Maybe the Democratic leaders mentioned in the story haven’t discovered the fact that city council elections are non-partisan. Candidates have no party affiliation when seeking a seat on the governing body at city hall.

That could be because there are no Republican or Democratic fire trucks, water lines, roads, parks, libraries, garbage trucks, potholes, sewage treatment plants, or anything else that has to do with providing the essential services that support the daily lives of residents in the city.

And, that is the way it is supposed to be.

The last thing we need in the cities of Tarrant County or, for that matter, any other Texas county, is to transform local government into the kind of failures prominent in the nation’s cities that do have partisan elections and are in the hands of liberal politicians.

Aside from protecting our current system of cities being the best place where the promises of self-government guaranteed by the U. S. Constitution can actually be delivered, what could local Democrats have in mind when they say they are looking to seize control?

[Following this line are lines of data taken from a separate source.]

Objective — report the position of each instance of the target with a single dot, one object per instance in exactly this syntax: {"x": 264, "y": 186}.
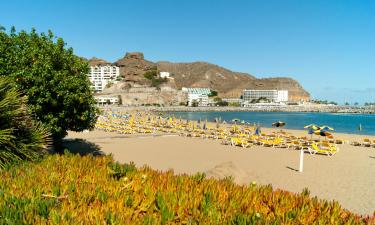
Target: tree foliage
{"x": 53, "y": 78}
{"x": 213, "y": 93}
{"x": 20, "y": 137}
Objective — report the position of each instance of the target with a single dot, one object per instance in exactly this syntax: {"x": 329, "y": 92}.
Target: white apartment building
{"x": 164, "y": 74}
{"x": 271, "y": 95}
{"x": 100, "y": 76}
{"x": 199, "y": 95}
{"x": 106, "y": 99}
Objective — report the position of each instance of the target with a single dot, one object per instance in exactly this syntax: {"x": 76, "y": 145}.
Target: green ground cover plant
{"x": 73, "y": 189}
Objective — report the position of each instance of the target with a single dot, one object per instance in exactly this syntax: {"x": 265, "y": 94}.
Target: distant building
{"x": 164, "y": 74}
{"x": 199, "y": 95}
{"x": 232, "y": 100}
{"x": 100, "y": 76}
{"x": 107, "y": 99}
{"x": 271, "y": 95}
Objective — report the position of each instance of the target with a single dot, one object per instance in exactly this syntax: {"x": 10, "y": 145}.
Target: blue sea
{"x": 342, "y": 123}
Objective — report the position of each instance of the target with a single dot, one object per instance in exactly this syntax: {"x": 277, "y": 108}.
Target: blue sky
{"x": 327, "y": 45}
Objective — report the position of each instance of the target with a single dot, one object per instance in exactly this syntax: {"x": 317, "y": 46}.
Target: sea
{"x": 342, "y": 123}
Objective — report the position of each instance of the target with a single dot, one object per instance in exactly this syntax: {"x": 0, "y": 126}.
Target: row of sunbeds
{"x": 236, "y": 136}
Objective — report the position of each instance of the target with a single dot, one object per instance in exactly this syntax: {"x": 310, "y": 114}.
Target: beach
{"x": 347, "y": 177}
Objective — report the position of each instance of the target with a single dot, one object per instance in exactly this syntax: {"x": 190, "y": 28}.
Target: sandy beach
{"x": 347, "y": 177}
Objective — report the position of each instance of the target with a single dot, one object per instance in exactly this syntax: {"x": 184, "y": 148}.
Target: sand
{"x": 348, "y": 177}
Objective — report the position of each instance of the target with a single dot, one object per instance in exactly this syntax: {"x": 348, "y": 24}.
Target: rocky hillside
{"x": 201, "y": 74}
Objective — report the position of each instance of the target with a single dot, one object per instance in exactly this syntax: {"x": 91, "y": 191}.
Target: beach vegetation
{"x": 21, "y": 138}
{"x": 90, "y": 190}
{"x": 194, "y": 103}
{"x": 53, "y": 79}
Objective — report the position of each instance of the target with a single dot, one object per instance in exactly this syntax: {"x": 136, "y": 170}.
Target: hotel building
{"x": 271, "y": 95}
{"x": 199, "y": 95}
{"x": 100, "y": 76}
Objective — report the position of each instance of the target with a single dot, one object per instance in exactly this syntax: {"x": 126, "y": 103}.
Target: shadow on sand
{"x": 288, "y": 167}
{"x": 82, "y": 147}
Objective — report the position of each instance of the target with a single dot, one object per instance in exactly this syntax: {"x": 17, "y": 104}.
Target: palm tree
{"x": 21, "y": 138}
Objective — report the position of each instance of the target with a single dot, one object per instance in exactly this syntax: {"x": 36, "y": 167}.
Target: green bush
{"x": 52, "y": 77}
{"x": 21, "y": 138}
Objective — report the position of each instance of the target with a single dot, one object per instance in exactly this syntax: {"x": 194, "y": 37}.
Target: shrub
{"x": 52, "y": 77}
{"x": 21, "y": 138}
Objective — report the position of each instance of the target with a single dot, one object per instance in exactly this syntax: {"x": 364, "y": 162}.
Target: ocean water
{"x": 342, "y": 123}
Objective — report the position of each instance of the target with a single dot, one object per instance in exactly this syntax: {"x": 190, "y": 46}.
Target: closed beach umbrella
{"x": 258, "y": 131}
{"x": 323, "y": 133}
{"x": 235, "y": 120}
{"x": 312, "y": 126}
{"x": 311, "y": 129}
{"x": 278, "y": 124}
{"x": 326, "y": 128}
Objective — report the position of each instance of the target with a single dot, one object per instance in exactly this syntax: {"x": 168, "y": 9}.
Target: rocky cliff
{"x": 229, "y": 84}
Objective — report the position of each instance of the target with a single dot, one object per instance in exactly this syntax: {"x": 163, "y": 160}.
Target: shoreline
{"x": 302, "y": 109}
{"x": 345, "y": 177}
{"x": 325, "y": 177}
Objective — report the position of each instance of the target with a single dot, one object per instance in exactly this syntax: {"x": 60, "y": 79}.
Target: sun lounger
{"x": 329, "y": 150}
{"x": 366, "y": 142}
{"x": 235, "y": 141}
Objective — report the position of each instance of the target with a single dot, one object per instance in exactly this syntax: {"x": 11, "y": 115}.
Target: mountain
{"x": 229, "y": 84}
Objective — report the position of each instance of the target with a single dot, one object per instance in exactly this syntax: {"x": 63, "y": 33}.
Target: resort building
{"x": 197, "y": 95}
{"x": 100, "y": 76}
{"x": 250, "y": 96}
{"x": 107, "y": 99}
{"x": 232, "y": 100}
{"x": 164, "y": 75}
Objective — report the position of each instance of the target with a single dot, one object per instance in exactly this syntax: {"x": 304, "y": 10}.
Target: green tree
{"x": 53, "y": 78}
{"x": 213, "y": 93}
{"x": 20, "y": 137}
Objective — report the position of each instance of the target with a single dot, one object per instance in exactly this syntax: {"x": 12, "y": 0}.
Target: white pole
{"x": 301, "y": 161}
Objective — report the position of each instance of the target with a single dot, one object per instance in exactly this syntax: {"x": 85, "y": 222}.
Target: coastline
{"x": 345, "y": 177}
{"x": 307, "y": 108}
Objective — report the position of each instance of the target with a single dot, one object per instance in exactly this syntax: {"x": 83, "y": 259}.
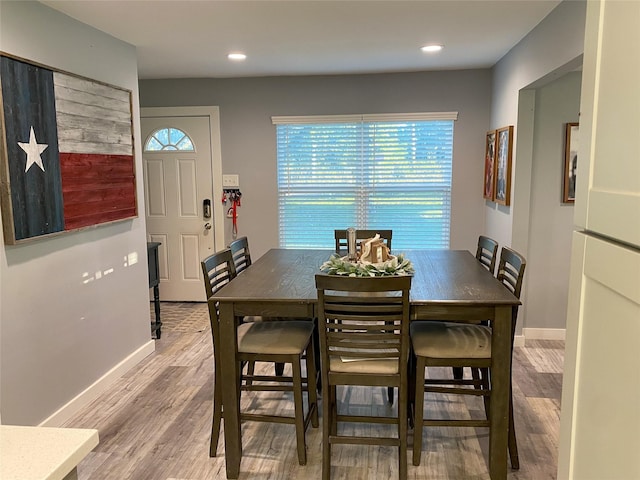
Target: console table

As reported in the story, the answer provided by Democratic activist Allison Campolo of Euless, who is associated with the Tarrant Together website raising money to turn the county blue, is a bit vague, to say the least.

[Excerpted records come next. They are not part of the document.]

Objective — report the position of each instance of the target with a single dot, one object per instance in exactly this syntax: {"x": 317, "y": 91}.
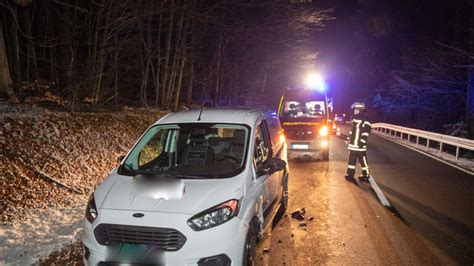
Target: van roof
{"x": 214, "y": 115}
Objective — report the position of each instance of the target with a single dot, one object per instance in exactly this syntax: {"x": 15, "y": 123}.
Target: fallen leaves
{"x": 76, "y": 150}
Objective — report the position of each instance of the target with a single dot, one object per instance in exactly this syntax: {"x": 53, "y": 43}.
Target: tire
{"x": 326, "y": 155}
{"x": 250, "y": 246}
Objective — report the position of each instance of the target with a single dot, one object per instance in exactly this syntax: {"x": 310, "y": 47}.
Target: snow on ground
{"x": 45, "y": 231}
{"x": 467, "y": 164}
{"x": 37, "y": 215}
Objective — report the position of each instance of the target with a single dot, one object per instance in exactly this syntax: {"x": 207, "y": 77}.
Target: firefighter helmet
{"x": 358, "y": 105}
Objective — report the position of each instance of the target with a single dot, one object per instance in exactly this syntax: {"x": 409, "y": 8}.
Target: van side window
{"x": 262, "y": 144}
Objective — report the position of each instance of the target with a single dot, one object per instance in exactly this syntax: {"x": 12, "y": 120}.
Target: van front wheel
{"x": 250, "y": 245}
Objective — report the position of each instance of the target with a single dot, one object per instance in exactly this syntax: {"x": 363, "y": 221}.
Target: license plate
{"x": 300, "y": 146}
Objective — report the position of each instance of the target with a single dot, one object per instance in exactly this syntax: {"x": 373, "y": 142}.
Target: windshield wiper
{"x": 136, "y": 172}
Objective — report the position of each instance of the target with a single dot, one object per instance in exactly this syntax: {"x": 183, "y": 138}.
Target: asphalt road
{"x": 433, "y": 223}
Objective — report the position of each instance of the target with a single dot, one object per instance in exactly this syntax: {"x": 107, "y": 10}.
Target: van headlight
{"x": 214, "y": 216}
{"x": 323, "y": 131}
{"x": 91, "y": 210}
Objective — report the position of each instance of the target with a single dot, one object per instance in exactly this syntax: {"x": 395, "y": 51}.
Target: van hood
{"x": 166, "y": 194}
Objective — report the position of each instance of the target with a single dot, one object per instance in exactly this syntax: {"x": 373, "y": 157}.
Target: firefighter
{"x": 357, "y": 143}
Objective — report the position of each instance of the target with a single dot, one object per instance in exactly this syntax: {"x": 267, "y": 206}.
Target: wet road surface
{"x": 435, "y": 203}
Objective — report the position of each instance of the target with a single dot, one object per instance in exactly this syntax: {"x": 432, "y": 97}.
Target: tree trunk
{"x": 15, "y": 52}
{"x": 158, "y": 63}
{"x": 218, "y": 69}
{"x": 31, "y": 50}
{"x": 5, "y": 79}
{"x": 180, "y": 79}
{"x": 169, "y": 34}
{"x": 470, "y": 82}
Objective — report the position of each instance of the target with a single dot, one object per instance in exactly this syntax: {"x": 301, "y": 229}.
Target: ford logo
{"x": 138, "y": 215}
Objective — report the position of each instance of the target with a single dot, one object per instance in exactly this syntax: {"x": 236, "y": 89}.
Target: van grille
{"x": 165, "y": 239}
{"x": 300, "y": 134}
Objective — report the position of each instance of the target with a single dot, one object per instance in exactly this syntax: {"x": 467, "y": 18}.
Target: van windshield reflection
{"x": 189, "y": 150}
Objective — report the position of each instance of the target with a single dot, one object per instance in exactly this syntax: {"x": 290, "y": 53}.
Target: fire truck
{"x": 304, "y": 115}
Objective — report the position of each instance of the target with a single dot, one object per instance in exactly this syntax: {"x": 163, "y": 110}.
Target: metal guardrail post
{"x": 459, "y": 143}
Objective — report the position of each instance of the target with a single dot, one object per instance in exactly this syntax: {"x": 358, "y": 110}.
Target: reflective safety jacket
{"x": 359, "y": 133}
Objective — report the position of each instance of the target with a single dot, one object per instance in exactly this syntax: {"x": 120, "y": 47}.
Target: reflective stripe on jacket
{"x": 359, "y": 134}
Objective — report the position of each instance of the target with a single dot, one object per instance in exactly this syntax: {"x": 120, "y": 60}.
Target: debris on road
{"x": 298, "y": 214}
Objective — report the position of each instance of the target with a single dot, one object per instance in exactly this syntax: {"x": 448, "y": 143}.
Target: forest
{"x": 159, "y": 54}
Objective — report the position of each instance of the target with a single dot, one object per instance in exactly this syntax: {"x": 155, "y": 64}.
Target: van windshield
{"x": 301, "y": 109}
{"x": 192, "y": 150}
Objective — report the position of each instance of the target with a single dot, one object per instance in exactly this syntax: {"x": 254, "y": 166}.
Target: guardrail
{"x": 425, "y": 138}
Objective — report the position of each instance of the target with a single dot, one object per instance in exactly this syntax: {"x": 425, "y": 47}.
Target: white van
{"x": 198, "y": 188}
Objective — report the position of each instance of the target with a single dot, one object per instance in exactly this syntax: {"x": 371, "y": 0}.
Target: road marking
{"x": 379, "y": 193}
{"x": 427, "y": 154}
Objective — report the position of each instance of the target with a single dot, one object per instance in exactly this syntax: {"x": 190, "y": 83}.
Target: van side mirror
{"x": 270, "y": 166}
{"x": 278, "y": 164}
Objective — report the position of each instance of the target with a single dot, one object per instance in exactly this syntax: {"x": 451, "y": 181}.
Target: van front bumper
{"x": 307, "y": 148}
{"x": 224, "y": 243}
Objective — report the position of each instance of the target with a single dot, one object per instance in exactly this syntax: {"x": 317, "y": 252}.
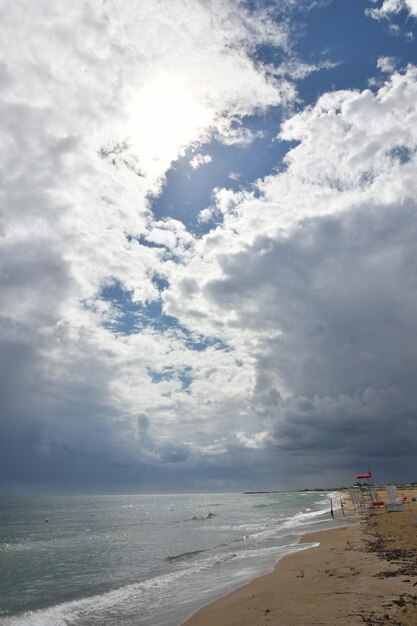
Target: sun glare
{"x": 166, "y": 116}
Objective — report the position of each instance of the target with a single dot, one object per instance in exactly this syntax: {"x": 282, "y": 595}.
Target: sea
{"x": 136, "y": 560}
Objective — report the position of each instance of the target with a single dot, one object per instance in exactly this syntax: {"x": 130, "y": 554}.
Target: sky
{"x": 208, "y": 260}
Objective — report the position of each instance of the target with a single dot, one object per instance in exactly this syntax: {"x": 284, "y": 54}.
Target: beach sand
{"x": 361, "y": 574}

“We see that people are interested in goals which keep everyone safe and give everyone equal access to opportunity.”

Whatever that means wasn’t made clear by Campolo with any further elaboration, but I can’t imagine any candidate who would not fully embrace such a public policy.

If her belief is that a city council member or candidate who she believes embraces conservative or Republican views would not favor those outcomes, she would be mistaken.

Another Democrat, Syed Hassan, who, like Campolo, lost a recent race for public office, identified the issues of public transportation, fracking, and clean air as separating his party’s positions from that of Republicans.

Here we have another non-starter if Hassan believes those issues will embolden Democratic voters to look for someone who will do more, or less, than anyone else occupying a city council seat, he will come up empty.

Arlington, as an example, is pioneering innovative transportation initiatives after voters made it clear in three separate elections that traditional public transit systems won’t be funded with local tax dollars.

Natural gas production has resulted in a bountiful windfall of public money to enhance the quality of life for local residents. Moreover, the state has significantly limited the power of cities to regulate the delivery of this essential energy source.

Improving air quality is something else that is already embraced by most cities. Many have gone beyond simply complying with state and federal regulations supporting healthier air for us to breathe.

Hassan’s other comment was to say city governments are not catering to the needs of residents and are, instead, focusing on economic development. That’s an odd conclusion, since the work of attracting corporate investment leads to lower taxes, more jobs and a better life for those residents.

Democrats taking control of area cities? I think not. Voters in these parts aren’t interested in duplicating the dreadful conditions in places like New York City, Chicago, or Los Angeles, where the work of so-called “progressives” has only made things worse.

If you doubt that, ask yourself why people are leaving those cities in droves.

Richard Greene is a former Arlington mayor, served as an appointee of President George W. Bush as regional administrator for the Environmental Protection Agency and lectures at UT Arlington.